1.29.2015

19 cette maison où nous sommes


Cette maison où nous sommes dans l'épaisseur de la pierre.


18 dans la pénombre les voitures


Dans la pénombre les voitures éclairent par à coup le plafond. Nos corps allongés au milieu du trafic. Lâche l’emprise des jours. 

1.28.2015

Tisser cela

/ En résidence avec l'association L'esprit du lieu, au lac de Grand-Lieu (44)
http://carnetderesidence.blogspot.fr/

Il ne s'agit pas de re dessiner ce qui a déjà été saisi une première fois, rapidement, très intensément, dans le paysage. Trait qui n'est pas à refaire. Qui raconte tel quel le moment de l'apparition du sujet, du dialogue avec le sujet. S'arrête quand ça ne discute plus avec le motif. Quand ça sort du lien, du contact. Trait issu de la posture, de l'attention, du souffle. Cet abrupt qui ne se refait pas. 
Il s'agit de voir. De passer du temps à regarder ce que l'on a fait dans l'instant. Tisser cela, qui prend sens peu à peu, en même temps que l'écriture. Qui se raconte par accumulation.

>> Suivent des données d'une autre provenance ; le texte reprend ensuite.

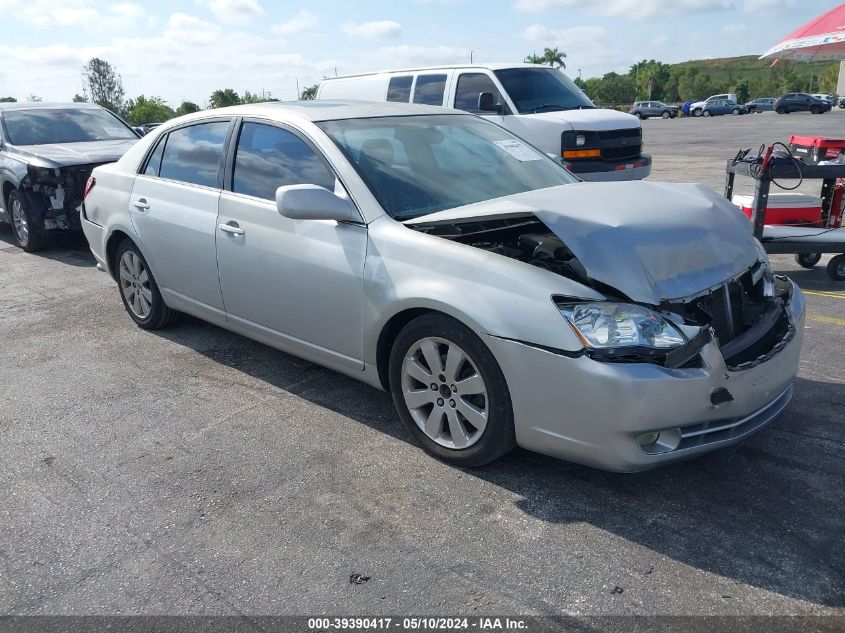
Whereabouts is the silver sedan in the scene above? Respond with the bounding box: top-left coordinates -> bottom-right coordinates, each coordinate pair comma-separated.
80,101 -> 805,471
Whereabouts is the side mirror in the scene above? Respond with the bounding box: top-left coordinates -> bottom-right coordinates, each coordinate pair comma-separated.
478,92 -> 502,114
275,184 -> 361,223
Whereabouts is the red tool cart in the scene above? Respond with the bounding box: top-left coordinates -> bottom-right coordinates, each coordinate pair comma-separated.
724,142 -> 845,281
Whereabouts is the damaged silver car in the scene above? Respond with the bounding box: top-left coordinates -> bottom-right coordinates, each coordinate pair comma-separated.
80,102 -> 805,471
0,102 -> 138,251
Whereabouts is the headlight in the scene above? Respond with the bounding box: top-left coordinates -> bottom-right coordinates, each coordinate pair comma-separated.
575,133 -> 586,147
558,302 -> 686,349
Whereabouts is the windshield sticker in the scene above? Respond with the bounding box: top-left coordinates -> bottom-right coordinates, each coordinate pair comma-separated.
494,139 -> 543,162
104,127 -> 133,137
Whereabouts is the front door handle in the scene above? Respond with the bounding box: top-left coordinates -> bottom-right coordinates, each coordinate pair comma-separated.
218,222 -> 245,236
132,197 -> 150,210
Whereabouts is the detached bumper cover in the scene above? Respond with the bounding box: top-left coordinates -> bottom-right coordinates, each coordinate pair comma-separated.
483,280 -> 805,472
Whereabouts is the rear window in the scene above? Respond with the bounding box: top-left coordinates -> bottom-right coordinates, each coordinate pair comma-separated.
412,75 -> 447,106
159,121 -> 230,188
2,107 -> 136,145
387,76 -> 413,103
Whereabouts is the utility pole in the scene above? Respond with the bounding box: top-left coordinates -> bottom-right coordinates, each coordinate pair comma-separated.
577,68 -> 582,79
471,51 -> 476,63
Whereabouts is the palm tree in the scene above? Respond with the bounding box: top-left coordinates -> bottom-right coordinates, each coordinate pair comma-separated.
543,47 -> 566,69
524,53 -> 544,64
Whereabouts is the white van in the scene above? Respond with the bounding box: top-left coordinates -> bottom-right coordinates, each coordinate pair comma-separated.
316,64 -> 651,182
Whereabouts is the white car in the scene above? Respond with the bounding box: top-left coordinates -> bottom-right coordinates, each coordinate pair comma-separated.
80,101 -> 805,472
317,64 -> 651,182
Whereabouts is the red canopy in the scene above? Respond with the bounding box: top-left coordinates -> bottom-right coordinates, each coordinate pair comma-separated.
761,3 -> 845,61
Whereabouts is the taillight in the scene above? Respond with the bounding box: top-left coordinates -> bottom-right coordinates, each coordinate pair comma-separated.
83,176 -> 96,200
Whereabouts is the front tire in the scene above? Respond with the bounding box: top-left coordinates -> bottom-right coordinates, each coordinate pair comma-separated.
661,111 -> 670,119
114,239 -> 178,329
634,112 -> 642,119
827,254 -> 845,281
7,190 -> 46,252
388,313 -> 515,467
795,252 -> 821,269
732,108 -> 740,115
703,110 -> 711,117
810,105 -> 821,114
776,106 -> 786,114
692,108 -> 702,117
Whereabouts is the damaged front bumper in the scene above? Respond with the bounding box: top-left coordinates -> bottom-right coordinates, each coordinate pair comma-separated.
482,279 -> 805,472
19,164 -> 100,233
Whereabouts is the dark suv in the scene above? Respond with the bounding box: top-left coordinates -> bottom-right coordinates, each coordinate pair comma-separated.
629,101 -> 678,119
774,93 -> 832,114
0,102 -> 138,251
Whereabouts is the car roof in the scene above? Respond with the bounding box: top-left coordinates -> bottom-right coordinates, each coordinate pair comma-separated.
322,63 -> 560,81
168,100 -> 468,125
0,101 -> 106,112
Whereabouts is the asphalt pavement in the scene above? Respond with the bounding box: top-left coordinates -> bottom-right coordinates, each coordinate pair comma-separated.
0,110 -> 843,619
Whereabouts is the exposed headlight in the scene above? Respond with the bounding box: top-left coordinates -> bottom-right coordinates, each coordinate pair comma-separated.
575,133 -> 586,147
559,302 -> 686,349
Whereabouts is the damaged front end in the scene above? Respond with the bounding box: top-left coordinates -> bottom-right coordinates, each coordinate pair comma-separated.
19,163 -> 102,233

Qui, par l'accumulation, n'est plus simplement sujet devant soi, mais paysage arpenté, vécu, dans lequel le corps et le regard sont pris.

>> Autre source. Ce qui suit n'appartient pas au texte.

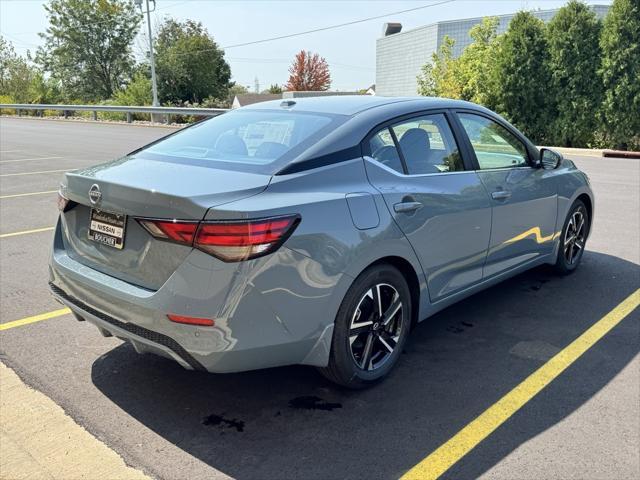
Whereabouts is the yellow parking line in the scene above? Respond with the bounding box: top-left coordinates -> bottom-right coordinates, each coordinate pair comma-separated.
0,190 -> 58,199
0,308 -> 71,332
0,156 -> 62,164
401,288 -> 640,480
0,227 -> 54,238
0,169 -> 68,177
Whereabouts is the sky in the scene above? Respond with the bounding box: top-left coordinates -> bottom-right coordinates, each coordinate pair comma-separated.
0,0 -> 613,92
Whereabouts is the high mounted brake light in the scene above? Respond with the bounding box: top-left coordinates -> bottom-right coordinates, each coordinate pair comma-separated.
137,215 -> 300,262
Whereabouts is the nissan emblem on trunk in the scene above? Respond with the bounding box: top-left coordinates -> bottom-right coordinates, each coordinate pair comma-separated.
89,184 -> 102,205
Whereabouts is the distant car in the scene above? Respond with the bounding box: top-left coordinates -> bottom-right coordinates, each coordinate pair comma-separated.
50,96 -> 593,388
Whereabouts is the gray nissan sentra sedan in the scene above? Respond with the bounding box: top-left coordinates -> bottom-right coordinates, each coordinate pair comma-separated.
50,96 -> 593,388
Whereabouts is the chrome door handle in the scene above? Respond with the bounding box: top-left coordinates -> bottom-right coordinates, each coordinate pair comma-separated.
394,201 -> 422,213
491,190 -> 511,200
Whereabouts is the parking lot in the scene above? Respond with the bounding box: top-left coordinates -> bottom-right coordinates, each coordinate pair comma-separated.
1,116 -> 639,479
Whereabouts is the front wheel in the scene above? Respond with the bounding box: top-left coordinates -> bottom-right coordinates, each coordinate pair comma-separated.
318,264 -> 411,389
554,199 -> 589,274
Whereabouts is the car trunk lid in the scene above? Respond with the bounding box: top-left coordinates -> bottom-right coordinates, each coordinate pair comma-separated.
60,155 -> 271,290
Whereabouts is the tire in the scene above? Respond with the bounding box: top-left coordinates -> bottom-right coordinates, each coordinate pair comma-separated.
554,199 -> 590,275
318,264 -> 412,389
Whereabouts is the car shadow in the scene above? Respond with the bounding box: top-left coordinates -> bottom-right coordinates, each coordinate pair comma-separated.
91,251 -> 639,480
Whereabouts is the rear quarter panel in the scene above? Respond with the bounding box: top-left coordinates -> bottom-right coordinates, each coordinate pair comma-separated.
204,158 -> 429,342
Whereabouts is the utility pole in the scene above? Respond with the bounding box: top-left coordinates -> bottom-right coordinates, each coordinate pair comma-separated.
135,0 -> 159,107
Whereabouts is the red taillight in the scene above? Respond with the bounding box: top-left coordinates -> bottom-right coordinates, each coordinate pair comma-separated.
196,215 -> 300,261
167,314 -> 215,327
137,215 -> 300,262
138,219 -> 198,244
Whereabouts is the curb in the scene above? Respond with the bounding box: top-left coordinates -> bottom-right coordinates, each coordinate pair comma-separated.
0,114 -> 182,129
603,150 -> 640,159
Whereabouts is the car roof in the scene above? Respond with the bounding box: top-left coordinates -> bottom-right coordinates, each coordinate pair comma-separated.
243,95 -> 477,116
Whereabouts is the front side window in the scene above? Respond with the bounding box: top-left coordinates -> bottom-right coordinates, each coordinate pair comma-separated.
458,113 -> 529,169
391,114 -> 464,174
139,110 -> 342,174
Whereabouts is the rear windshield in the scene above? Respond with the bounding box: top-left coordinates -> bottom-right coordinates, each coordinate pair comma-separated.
137,109 -> 345,174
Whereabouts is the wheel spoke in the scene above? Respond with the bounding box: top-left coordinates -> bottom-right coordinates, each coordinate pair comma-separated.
575,239 -> 584,250
360,333 -> 375,370
564,234 -> 575,246
378,333 -> 396,353
372,284 -> 383,317
381,297 -> 402,326
567,243 -> 575,263
351,317 -> 373,328
575,214 -> 585,237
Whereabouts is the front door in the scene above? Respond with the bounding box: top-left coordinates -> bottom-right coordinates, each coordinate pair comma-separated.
455,112 -> 558,278
364,112 -> 492,302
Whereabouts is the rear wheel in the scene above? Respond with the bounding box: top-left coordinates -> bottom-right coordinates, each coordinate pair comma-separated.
319,264 -> 411,389
554,200 -> 589,274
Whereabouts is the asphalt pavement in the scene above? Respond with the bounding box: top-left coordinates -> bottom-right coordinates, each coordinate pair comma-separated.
0,117 -> 638,480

Fabriquer ce nid que l'adolescent tisse avec des feuillages. 

S'enfoncer dans l'épaisseur des herbes le temps d'une course.

Marquer le nombre de fois où le regard s'est porté sur la ligne ondulante des saules.

Tenter une fois de plus de " saisir cette dispersion où nous sommes" (Virginia Woolf)
dont nous ne sommes pas séparés il me semble.


1.20.2015

Superposer les instants

/ En résidence avec l'association L'esprit du lieu, au lac de Grand-Lieu (44)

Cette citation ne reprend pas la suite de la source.